The programme is an ambitious synthesis of ideas, educational in the broad BBC tradition of bringing the public up to date with current thinking in specialised circles. Mr Graham-Dixon does not have a ground-breaking argument; he simply puts the “case for drawing in the age of the unmade bed and the pickled shark”. But even Tracey Emin makes a thing of drawing. In fact, drawing has been reviving in art schools for some time.

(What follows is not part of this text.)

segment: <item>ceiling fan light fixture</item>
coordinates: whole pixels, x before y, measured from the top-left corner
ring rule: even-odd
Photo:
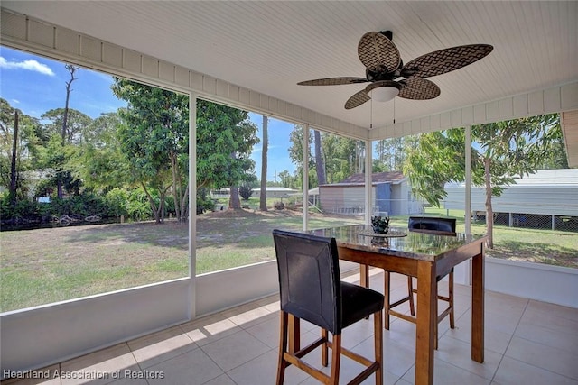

It is no accident that the series coincides with the national Drawing Campaign’s sixth Big Draw. If you are a thoughtful person, who does not draw, this engaging series might get you going. It would be hard to make out a more agreeably persuasive defence of drawing as the thinking person’s tool. Its unhurried pace, lingering on the drawings, with mercifully few distracting gimmicks, will please any art lover. There is much in it to inspire and encourage the draughtsman in us all. After all, drawing is everywhere, Mr Graham-Dixon points out. Drawing is instructive, but it is also about thinking and feeling. And, if honestly practiced, is an essential tool in the search for truth. It is better than photography, for it leads in the act of looking and looking again to personal discovery, intellectual and spiritual understanding, to the mystery of life itself. The visual presentation of these large ideas on television is glorious.
Perhaps the most fascinating sub-plot in this narrative is the revelatory use of drawing by the eminent heart surgeon Dr Francis Wells, who makes drawings before he goes to theatre to work out where the incisions should be made in performing an operation. “Surgery is all hand-eye co-ordination,” guided by the mind, he says. “If you’re not afraid of drawing then it’s a wonderful tool.” Even more intriguing are the sketches he makes by dipping one of his instruments in the patient’s blood, while waiting for the heart to resume its normal rhythm at the end of a cardiac operation. Blood is a “wonderful medium to draw in,” Dr Wells says. You can use diluted blood or pure blood, just as Turner used different strengths of his media. “It really does produce some wonderful pictures.”
Dr Well’s exacting knowledge was shaped by Leonardo’s anatomical quest for the truth about “the human body’s most intimate secrets”, Mr Graham-Dixon tells us. “In a truly across-the-centuries collaboration Francis Wells actually used Leonardo’s intricate drawings of the human heart as the basis for a pioneering form of surgery” on the mitral valve. Dr Wells adds a qualification. “One has to be careful that we’re not romancing it too much”. Leonardo’s drawings do not provide “the solution to all our problems. Nowadays, by thinking about these observations that Leonardo made, it can take you down lines of thought that you might work out yourself with other information that’s available.”
The secret of drawing, An Oxford Film and Television Production for BBC 2, 8-29 October. Writer/presenter Andrew Graham-Dixon. Series director Ian MacMillan.